The bacalao is well worth the work — Christmas would not be the same without it, and it has become a new tradition for our friends and family in this country. My vegetarian friend who has joined us for Christmas Eve dinner breaks her diet just for the bacalao. If any is left over, we freeze it and enjoy it in the late spring.

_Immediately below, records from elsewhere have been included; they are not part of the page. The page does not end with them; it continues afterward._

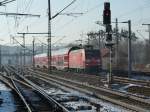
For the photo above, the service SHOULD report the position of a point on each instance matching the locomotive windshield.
(92, 54)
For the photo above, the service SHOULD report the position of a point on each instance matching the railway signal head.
(107, 13)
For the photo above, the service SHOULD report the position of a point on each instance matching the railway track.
(35, 99)
(128, 101)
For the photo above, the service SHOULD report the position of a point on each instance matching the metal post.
(24, 58)
(0, 56)
(110, 66)
(33, 54)
(117, 43)
(99, 40)
(149, 32)
(129, 51)
(49, 36)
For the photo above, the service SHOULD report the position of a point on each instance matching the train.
(78, 59)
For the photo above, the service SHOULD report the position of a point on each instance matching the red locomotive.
(75, 59)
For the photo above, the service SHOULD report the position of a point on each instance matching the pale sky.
(73, 28)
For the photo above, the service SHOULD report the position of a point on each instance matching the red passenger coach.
(75, 58)
(87, 60)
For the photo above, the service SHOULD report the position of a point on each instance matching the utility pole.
(24, 50)
(0, 56)
(49, 36)
(99, 42)
(148, 30)
(129, 50)
(109, 42)
(117, 43)
(33, 54)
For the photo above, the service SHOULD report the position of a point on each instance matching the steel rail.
(127, 96)
(41, 91)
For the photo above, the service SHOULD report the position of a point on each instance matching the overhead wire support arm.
(5, 2)
(62, 10)
(71, 14)
(19, 14)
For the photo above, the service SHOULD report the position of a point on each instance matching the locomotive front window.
(92, 54)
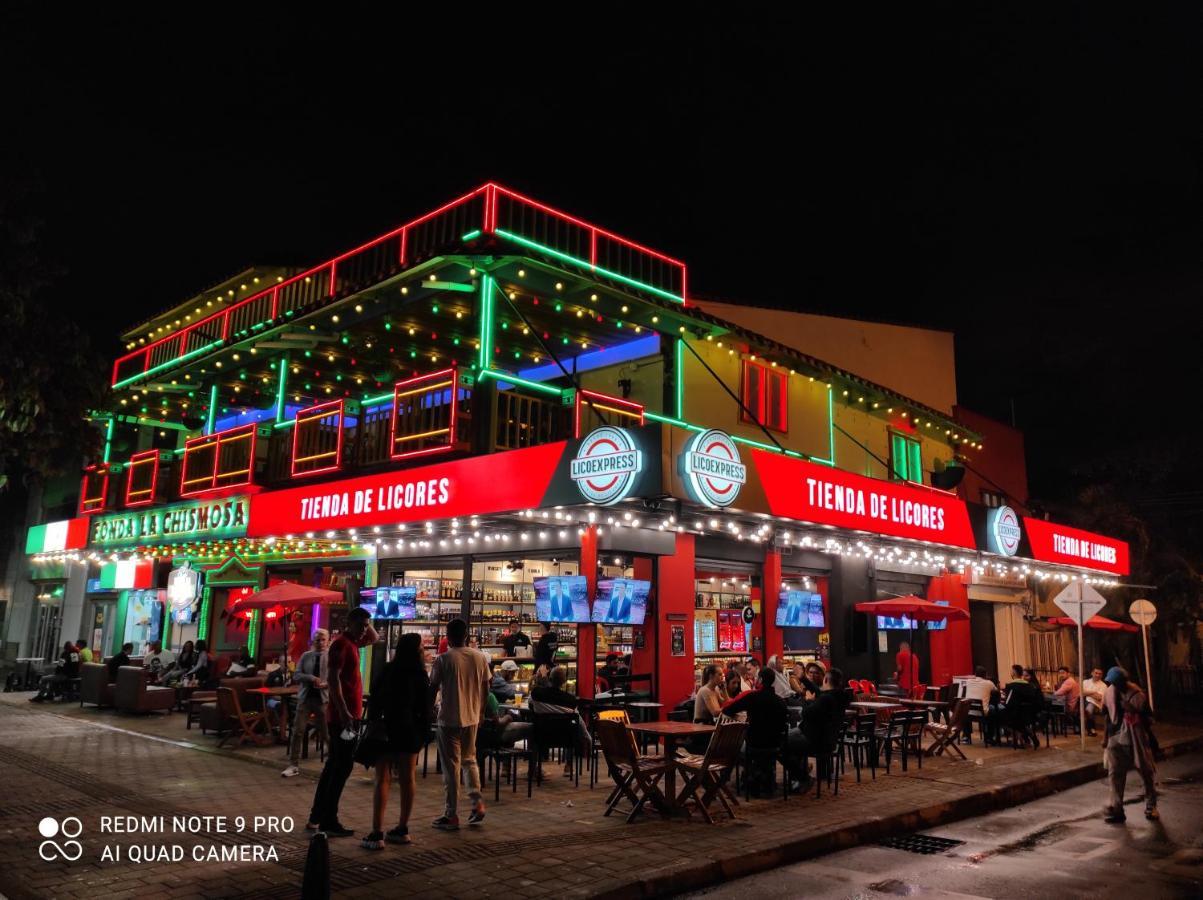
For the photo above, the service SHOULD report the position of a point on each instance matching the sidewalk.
(58, 759)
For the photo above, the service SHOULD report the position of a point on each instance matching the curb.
(717, 871)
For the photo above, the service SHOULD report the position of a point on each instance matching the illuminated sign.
(606, 465)
(713, 471)
(1002, 531)
(810, 492)
(195, 520)
(1073, 546)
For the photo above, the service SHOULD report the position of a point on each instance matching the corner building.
(442, 421)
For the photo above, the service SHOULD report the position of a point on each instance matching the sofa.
(134, 694)
(212, 720)
(95, 686)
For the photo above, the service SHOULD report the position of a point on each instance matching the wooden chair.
(948, 736)
(635, 779)
(250, 727)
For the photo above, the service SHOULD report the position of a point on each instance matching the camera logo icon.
(70, 850)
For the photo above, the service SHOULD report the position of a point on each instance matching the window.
(906, 457)
(764, 397)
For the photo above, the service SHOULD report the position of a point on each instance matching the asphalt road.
(1056, 847)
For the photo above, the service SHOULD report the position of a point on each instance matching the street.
(1058, 846)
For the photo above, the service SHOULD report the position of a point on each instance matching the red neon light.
(310, 414)
(217, 440)
(136, 462)
(396, 406)
(88, 503)
(605, 400)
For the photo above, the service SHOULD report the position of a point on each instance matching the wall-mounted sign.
(195, 520)
(1073, 546)
(606, 465)
(1002, 531)
(712, 468)
(811, 492)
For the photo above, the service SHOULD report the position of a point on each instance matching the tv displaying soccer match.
(800, 609)
(390, 603)
(621, 601)
(561, 598)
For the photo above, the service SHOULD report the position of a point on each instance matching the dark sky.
(1030, 181)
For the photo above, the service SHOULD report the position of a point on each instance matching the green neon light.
(169, 363)
(679, 376)
(497, 374)
(213, 409)
(582, 264)
(280, 390)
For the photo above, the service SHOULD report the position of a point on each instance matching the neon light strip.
(582, 264)
(175, 361)
(498, 376)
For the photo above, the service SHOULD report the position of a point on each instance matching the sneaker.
(374, 840)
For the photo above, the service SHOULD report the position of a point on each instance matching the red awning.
(914, 608)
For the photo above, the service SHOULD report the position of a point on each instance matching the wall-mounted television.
(800, 609)
(621, 601)
(561, 598)
(390, 603)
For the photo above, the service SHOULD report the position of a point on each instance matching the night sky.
(1032, 184)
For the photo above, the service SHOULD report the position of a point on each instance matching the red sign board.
(810, 492)
(1073, 546)
(478, 485)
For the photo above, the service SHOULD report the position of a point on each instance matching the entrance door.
(982, 635)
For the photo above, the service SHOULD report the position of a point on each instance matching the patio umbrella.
(1100, 622)
(916, 609)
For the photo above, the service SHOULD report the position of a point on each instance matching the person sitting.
(66, 669)
(502, 686)
(819, 729)
(118, 659)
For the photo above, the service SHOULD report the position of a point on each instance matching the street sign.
(1143, 613)
(1079, 602)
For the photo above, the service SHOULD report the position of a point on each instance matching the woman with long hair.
(401, 698)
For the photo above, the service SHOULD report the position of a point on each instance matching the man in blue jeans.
(343, 716)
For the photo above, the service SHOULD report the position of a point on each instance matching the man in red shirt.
(343, 715)
(907, 668)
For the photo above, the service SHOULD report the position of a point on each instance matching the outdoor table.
(674, 734)
(282, 718)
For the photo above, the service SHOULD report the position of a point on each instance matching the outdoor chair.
(706, 776)
(635, 779)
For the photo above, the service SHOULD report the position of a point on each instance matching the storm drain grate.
(924, 844)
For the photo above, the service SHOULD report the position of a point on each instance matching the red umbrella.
(286, 594)
(1101, 622)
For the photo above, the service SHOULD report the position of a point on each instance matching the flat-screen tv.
(621, 601)
(800, 609)
(390, 603)
(561, 598)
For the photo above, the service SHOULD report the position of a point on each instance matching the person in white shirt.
(1092, 690)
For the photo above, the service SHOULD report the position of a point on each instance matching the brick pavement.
(59, 759)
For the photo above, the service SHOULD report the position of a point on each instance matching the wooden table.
(673, 733)
(283, 694)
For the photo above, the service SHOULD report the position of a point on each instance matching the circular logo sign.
(1003, 531)
(606, 466)
(713, 472)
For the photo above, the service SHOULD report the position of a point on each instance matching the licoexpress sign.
(196, 520)
(810, 492)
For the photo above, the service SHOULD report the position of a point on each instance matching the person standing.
(460, 678)
(342, 717)
(402, 699)
(313, 696)
(1127, 744)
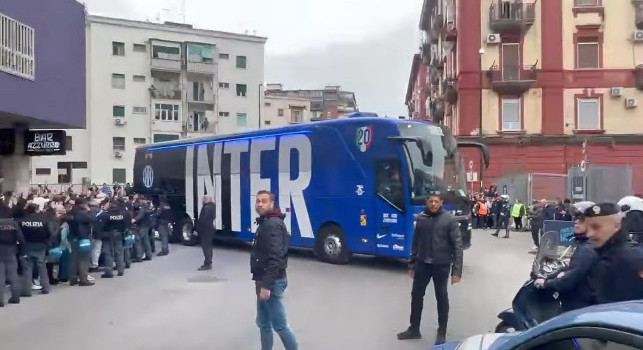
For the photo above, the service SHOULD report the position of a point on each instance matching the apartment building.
(546, 84)
(151, 82)
(327, 103)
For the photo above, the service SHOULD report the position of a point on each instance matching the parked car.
(617, 326)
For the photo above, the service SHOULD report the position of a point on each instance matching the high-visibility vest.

The revoltijo, on the other hand, cannot be found here. Or at least we have never found it since it is a specialty common only to the indigenous villages surrounding Mexico City. Years ago, my grandmother would pack up a large container of homemade revoltijo (made by her excellent cook Dona Lore) and send it to us with any friend who planned on visiting the U.S. One friend placed the container inside a foam cooler and labeled it “Grandmother’s Christmas Mole.” Passing Immigration and Customs back then was a breeze. In today’s world of security checkpoints and Transportation Security Administration dog sniffers, nobody is willing to bring in our revoltijo anymore. So this year, we will try to make the mole and the shrimp patties ourselves. Stay tuned …



Serves 10 to 12


4 pounds of salted Canadian cod, soaked in water for two days, hand shredded
2 heads of garlic, peeled and chopped
4 yellow onions, chopped
1 bunch of parsley, chopped
6 large tomatoes, roasted and peeled
1 liter of extra virgin olive oil
2 cans of tomato sauce
1 cup of small Spanish olives
24 peeled baby yellow potatoes


  1. In a very large and deep dutch oven or pot, pour in the entire liter of olive oil, onions and garlic.
  2. Puree the tomatoes and parsley in the food processor.
  3. Once the onion and garlic are soft, add the tomato sauce and the fresh tomato/parsley puree to the oil mixture.
  4. Stir and let it come to a boil. Add the bacalao and let it cook for at least 1 hour.
  5. Add in the 24 baby yellow peeled potatoes until they are soft.
  6. Add the small olives and garnish with the peperoncinis.
    Serve hot.

Lorenza Munoz teaches Mexican cooking clases in Los Angeles and travels frequently to her native Mexico to write about its food culture. She covered news and entertainment for 14 years as a staff writer for the Los Angeles Times.